Several years ago, a group of Somali-Canadian graduates of Carleton’s School of Social Work were talking about ways they could give back to their homeland.
A 20-year-old civil war continues to simmer in southern Somalia, but the northern region of Somaliland has been relatively peaceful over the last decade. However, many people in the north are still dealing with the lingering aftereffects of devastating civil upheaval.
The Carleton alumni hit on the idea of setting up a school of social work at the region’s new University of Hargeisa, founded in 2000. They approached Roy Hanes and Allan Moscovitch, social work professors at Carleton, for support.
They readily agreed to back the effort. “There’s a lot of work to be done to rebuild communities and there’s a lot of work to be done to rebuild individuals’ lives,” Moscovitch points out.
He emphasizes that the alumni, not Carleton, are driving the grassroots project. “They’re in an excellent position to bridge between the two cultures,” points out Moscovitch, who has worked
on various projects with the city’s Somali community since the early 1990s.

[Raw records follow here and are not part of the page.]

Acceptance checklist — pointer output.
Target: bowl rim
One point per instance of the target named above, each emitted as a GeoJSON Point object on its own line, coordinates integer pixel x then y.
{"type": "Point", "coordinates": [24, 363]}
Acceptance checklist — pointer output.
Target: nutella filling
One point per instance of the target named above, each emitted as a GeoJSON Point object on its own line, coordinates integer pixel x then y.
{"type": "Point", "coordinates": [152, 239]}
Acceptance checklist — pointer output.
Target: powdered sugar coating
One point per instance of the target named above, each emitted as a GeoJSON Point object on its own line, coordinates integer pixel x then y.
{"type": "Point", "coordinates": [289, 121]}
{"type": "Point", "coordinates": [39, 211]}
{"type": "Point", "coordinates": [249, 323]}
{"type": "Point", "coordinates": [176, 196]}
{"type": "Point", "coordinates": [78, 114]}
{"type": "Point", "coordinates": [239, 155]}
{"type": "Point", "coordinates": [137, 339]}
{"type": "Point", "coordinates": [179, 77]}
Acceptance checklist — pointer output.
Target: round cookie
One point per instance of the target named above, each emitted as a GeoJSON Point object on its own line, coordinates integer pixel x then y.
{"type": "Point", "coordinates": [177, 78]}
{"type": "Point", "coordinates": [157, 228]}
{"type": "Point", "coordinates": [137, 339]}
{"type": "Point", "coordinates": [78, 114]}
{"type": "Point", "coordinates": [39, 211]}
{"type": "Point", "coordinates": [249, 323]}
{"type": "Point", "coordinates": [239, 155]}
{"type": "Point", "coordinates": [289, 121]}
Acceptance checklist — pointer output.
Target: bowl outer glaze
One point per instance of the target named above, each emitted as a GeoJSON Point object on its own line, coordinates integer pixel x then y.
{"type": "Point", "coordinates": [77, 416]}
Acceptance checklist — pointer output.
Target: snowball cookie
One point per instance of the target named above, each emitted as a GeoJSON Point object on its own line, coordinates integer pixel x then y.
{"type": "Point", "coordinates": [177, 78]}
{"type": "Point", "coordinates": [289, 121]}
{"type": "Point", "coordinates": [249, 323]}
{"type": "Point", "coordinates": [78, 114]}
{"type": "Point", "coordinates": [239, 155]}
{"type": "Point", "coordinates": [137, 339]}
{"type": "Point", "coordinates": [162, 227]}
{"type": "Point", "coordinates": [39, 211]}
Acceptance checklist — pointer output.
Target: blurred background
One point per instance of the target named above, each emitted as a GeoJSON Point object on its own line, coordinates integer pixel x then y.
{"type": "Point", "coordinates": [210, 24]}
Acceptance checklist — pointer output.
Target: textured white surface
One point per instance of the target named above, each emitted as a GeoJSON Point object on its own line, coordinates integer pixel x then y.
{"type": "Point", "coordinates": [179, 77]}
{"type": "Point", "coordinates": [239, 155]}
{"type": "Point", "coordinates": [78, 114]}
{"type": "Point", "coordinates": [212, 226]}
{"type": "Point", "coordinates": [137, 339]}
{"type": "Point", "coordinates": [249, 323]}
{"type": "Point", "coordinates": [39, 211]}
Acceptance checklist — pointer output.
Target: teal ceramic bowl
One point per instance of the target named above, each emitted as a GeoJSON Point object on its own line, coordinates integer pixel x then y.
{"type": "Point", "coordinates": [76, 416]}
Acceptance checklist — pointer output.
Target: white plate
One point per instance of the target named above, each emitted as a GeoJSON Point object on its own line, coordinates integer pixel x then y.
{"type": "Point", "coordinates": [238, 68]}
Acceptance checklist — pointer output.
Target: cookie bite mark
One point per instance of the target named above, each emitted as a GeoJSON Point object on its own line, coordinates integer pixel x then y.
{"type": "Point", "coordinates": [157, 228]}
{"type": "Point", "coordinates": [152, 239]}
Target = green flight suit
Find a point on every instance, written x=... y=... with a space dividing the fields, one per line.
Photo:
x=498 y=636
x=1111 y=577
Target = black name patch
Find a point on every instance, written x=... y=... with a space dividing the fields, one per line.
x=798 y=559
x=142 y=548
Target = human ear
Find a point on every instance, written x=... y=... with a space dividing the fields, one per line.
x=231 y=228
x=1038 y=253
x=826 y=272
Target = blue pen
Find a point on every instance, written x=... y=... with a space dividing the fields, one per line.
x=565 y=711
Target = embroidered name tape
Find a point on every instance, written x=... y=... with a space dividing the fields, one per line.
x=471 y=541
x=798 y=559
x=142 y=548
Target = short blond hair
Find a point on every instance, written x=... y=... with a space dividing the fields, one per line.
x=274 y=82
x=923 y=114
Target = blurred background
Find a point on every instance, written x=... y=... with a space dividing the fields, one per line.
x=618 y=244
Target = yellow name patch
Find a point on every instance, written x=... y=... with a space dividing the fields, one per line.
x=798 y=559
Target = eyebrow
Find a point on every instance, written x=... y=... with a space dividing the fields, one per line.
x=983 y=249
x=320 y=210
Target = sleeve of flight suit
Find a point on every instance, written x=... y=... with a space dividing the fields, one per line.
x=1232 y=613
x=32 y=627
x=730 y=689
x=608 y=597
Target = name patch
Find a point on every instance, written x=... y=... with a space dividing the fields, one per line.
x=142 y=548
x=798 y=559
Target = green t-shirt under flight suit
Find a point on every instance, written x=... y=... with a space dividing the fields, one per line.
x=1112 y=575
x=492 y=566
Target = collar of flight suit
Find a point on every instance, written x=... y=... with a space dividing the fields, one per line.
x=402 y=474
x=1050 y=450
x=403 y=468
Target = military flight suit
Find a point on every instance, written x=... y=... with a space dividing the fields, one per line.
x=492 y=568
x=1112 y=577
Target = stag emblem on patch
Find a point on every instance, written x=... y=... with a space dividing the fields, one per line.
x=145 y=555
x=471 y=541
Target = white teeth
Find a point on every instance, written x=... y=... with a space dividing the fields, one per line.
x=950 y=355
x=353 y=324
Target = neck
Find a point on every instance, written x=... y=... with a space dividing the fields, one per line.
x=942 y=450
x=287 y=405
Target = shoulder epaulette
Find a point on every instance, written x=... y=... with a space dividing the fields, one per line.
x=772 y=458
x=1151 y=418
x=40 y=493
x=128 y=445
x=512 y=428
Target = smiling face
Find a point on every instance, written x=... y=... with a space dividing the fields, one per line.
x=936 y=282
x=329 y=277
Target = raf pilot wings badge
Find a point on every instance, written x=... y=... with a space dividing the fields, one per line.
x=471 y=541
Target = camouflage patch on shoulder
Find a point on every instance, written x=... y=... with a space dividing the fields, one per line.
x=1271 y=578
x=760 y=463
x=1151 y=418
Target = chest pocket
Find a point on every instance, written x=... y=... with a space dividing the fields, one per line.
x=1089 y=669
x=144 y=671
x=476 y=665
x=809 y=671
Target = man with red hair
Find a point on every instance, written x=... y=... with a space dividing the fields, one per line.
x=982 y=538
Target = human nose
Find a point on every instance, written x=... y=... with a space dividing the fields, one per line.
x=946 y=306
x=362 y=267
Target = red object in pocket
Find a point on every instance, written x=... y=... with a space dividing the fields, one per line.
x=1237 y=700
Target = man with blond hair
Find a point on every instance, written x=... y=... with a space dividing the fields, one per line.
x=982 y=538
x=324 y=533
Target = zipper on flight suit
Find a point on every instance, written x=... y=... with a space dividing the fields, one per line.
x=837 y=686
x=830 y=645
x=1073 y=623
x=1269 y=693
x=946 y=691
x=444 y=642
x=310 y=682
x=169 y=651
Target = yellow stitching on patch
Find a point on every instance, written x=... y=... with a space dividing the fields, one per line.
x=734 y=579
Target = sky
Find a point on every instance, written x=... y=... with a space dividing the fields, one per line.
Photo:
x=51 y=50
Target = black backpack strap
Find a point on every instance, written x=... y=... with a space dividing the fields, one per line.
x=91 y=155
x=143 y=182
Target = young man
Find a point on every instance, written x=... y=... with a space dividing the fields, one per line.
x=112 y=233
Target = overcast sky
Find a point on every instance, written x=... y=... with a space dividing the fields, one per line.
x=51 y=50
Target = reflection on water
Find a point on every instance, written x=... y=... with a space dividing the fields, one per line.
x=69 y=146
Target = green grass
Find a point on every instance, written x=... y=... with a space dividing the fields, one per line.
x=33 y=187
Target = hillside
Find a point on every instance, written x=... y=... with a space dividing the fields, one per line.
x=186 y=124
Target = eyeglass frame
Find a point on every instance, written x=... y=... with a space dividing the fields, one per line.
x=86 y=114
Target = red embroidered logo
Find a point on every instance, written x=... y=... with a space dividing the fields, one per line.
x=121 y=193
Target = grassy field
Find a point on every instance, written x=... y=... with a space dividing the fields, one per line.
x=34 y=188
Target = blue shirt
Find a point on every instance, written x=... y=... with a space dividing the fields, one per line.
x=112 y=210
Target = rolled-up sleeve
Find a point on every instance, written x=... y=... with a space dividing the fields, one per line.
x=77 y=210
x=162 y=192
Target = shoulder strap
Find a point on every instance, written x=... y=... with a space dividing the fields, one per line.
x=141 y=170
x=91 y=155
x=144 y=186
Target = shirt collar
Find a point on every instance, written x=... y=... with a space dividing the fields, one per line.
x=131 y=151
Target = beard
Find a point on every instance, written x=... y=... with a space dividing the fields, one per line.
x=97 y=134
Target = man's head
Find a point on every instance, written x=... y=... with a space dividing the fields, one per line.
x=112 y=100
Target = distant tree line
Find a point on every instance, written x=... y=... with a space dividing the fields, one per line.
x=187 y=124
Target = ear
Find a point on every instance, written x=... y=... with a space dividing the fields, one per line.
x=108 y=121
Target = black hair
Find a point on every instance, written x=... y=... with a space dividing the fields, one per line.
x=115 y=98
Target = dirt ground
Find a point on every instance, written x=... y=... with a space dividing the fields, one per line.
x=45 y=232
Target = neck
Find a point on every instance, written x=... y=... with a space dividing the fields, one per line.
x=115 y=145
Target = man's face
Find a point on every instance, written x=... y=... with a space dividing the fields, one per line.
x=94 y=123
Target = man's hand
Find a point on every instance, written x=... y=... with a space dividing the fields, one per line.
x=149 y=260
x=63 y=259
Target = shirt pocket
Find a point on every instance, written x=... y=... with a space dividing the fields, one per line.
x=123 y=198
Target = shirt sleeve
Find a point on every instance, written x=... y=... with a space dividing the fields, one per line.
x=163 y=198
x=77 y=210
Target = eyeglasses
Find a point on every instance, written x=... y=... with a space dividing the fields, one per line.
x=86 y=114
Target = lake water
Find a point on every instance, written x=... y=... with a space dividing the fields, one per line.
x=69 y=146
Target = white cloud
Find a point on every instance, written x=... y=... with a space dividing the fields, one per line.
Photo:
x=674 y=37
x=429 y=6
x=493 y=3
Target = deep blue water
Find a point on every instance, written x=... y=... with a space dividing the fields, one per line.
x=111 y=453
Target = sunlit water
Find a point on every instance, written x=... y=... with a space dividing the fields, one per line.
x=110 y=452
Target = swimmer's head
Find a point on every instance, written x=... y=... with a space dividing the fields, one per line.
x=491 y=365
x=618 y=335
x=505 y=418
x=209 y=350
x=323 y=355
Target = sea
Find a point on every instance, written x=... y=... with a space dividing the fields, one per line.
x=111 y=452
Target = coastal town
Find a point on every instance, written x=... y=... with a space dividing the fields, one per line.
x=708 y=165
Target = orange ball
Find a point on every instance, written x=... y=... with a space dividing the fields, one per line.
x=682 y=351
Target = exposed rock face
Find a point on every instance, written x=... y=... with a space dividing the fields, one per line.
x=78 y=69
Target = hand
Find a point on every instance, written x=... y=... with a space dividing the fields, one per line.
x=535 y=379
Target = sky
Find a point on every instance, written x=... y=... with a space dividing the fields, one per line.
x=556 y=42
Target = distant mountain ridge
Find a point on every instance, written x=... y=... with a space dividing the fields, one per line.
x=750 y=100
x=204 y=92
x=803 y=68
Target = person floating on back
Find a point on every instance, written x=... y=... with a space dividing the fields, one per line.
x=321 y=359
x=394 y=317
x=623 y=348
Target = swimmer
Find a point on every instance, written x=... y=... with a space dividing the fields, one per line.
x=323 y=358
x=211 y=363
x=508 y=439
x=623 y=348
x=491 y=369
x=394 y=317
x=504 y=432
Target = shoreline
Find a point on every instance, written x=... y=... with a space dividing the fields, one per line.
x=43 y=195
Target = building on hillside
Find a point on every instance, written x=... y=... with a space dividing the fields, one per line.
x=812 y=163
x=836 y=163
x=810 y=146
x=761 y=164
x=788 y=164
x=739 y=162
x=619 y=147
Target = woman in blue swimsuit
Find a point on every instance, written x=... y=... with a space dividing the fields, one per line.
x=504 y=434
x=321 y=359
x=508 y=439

Last fall, Carleton signed an agreement to cooperate with the University of Hargeisa. Dr. Hussein A. Bulhan, the Somaliland university’s president, attended the signing ceremony.
Ottawa’s Somali community has raised $5,000 for the effort and has set up a committee with representatives from the community, Carleton and Human Concern, a Canadian non-governmental organization that specializes in development in Muslim countries.
Moscovitch has worked with the alumni and the University of Hargeisa to draft a curriculum for the proposed school. The next steps will be to continue to fundraise and, ideally, to send a group of alumni to Hargeisa to help hone the draft curriculum with faculty there.